Ephren Taylor’s Disastrous Megachurch Ponzi Scheme

Ephren Taylor’s Disastrous Megachurch Ponzi Scheme September 19, 2014
In 1913, Charles Russell, a restorationist minister from Pittsburgh, was accused of bilking his followers on grain sales. Russell, it seemed, had been charging his flock exorbitant rates for a “Miracle Wheat” that, on further inspection, was not all that different from regular wheat. The scandal, according to a newspaper editorial at the time, proved “that ‘Pastor’ Russell’s religious cult is nothing more than a money-making scheme.”

Although Russell’s followers (now known as Jehovah’s Witnesses) still maintain his innocence, the scheme has become familiar, repeated countless times over the past century by a steady parade of religious hucksters, snake-oil salesmen, and bronzed televangelists looking to make a quick buck off of Bible Thumpers. The scams have gotten more sophisticated over the years—from the fake revelations of revivalist preacher Peter Popoff, to the 80s excess and false lashes of Jim and Tammy Faye Bakker, to Greater Ministries International’s antigovernment pyramid scheme—but the basic idea remains the same: Praise God, promise miracles, and when all eyes are turned up to Him, rob the whole flock blind.

Certainly, that was the MO of Ephren Taylor II, a twentysomething minister’s son and self-proclaimed “social capitalist” who spent most of the years between 2007 and 2010 visiting churches with his Wealth Tour Live seminars, hawking “socially conscious” investment opportunities that would make believers both godly and rich. Taylor was arrested this summer after nearly three years on the run from federal authorities, who claim he was running a multimillion-dollar Ponzi scheme that targeted megachurches around the country.

Initially, Taylor’s appeal was obvious. Marketing himself as the “youngest black CEO of a publicly traded company,” Taylor claimed to have founded two tech companies—and made his first million—before graduating from high school. He promised “low-risk, high-reward” investment opportunities that would “show you how to get wealth and use it for the building of His Kingdom,” as he told a congregation in 2009. In sermons, and later with infomercials, books, and webinars, Taylor would rev up the flock, quoting scripture, exalting Jesus, and sprinkling vague promises of “economic empowerment” and “attainable housing” with disparaging remarks about traditional investment vehicles like stock markets and mutual funds. The audience, he claimed, would be better off “firing their brokers” and buying into one of Taylor’s “no-risk sweepstakes machines”—or, better yet, transferring their money (all of it, ideally) into self-directed IRA custodial accounts, which Taylor’s company City Capital Corporation would then invest in inner-city businesses.

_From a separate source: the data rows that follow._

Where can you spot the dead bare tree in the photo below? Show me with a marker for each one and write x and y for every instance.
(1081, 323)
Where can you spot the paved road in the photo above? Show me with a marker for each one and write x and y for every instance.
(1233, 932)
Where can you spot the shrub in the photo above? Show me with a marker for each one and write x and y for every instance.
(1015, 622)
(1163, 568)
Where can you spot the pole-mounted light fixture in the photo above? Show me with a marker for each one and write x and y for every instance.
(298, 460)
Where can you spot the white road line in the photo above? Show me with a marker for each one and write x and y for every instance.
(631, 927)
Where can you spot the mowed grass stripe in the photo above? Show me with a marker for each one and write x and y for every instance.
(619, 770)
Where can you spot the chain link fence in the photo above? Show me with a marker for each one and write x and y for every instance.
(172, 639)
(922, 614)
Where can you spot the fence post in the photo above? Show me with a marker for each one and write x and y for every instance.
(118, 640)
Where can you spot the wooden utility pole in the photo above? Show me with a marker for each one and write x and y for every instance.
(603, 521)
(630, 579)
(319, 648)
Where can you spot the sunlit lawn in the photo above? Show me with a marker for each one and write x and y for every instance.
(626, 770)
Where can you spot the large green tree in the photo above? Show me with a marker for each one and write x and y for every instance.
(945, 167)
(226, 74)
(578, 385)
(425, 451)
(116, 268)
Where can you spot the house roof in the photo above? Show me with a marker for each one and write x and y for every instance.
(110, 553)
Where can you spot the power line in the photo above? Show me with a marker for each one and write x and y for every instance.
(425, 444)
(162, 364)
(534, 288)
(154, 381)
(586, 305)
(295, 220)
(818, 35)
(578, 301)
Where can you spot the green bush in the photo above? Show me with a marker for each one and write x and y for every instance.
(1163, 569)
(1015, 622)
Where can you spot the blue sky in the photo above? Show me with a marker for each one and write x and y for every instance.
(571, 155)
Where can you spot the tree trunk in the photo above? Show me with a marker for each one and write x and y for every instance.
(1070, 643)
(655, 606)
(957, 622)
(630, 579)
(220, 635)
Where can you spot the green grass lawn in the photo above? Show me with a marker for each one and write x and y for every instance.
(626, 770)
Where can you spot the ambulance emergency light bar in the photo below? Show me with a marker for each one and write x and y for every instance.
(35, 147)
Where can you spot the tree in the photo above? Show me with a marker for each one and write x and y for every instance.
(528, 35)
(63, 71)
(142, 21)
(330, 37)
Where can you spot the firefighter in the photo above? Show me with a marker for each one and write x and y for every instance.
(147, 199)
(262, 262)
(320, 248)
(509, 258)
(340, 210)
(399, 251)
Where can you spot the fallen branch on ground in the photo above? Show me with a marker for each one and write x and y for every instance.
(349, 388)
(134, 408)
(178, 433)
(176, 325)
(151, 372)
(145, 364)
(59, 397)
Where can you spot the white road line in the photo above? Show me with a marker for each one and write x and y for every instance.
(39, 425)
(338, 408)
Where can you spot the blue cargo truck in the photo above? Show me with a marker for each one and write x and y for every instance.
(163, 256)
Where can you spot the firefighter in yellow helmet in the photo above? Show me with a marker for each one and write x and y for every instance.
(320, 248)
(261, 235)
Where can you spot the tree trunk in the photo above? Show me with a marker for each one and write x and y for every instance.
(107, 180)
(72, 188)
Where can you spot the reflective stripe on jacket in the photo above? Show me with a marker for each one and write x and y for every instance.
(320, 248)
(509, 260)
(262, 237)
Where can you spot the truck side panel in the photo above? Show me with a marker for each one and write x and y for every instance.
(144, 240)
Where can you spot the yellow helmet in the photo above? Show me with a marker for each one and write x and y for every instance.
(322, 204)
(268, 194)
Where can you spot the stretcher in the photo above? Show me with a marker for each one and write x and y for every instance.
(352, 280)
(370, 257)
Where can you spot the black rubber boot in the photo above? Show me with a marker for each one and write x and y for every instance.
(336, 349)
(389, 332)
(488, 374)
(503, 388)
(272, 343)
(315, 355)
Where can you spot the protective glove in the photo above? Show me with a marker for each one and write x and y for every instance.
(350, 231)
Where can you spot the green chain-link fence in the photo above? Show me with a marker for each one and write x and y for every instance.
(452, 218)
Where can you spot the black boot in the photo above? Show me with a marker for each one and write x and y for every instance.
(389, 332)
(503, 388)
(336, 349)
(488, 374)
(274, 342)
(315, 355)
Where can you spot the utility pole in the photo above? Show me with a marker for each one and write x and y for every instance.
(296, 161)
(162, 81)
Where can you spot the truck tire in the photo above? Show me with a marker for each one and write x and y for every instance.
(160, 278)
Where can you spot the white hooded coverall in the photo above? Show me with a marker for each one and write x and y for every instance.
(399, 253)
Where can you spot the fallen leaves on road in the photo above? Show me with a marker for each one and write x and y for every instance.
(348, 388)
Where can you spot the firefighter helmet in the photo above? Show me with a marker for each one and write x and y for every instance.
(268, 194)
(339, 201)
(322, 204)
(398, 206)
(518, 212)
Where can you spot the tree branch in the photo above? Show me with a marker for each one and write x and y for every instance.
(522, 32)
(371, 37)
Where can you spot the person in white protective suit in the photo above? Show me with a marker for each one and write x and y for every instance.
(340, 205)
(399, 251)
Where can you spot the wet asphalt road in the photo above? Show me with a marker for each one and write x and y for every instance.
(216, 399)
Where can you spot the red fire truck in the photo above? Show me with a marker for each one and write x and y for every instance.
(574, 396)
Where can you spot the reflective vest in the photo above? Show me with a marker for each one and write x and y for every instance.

Congregations, including powerful megachurches like New Birth Missionary Baptist Church in Atlanta and Joel Osteen’s behemoth Lakewood Church in Houston, ate it up, opening their doors—and wallets—to the black Elmer Gantry of the new millennium. “Your life is about to change,” said New Birth pastor Eddie Long, then a powerful televangelist, introducing “my friend, my brother, the great Ephren Taylor” to his congregation. God, said Long, wants “to finance you well to do His will.”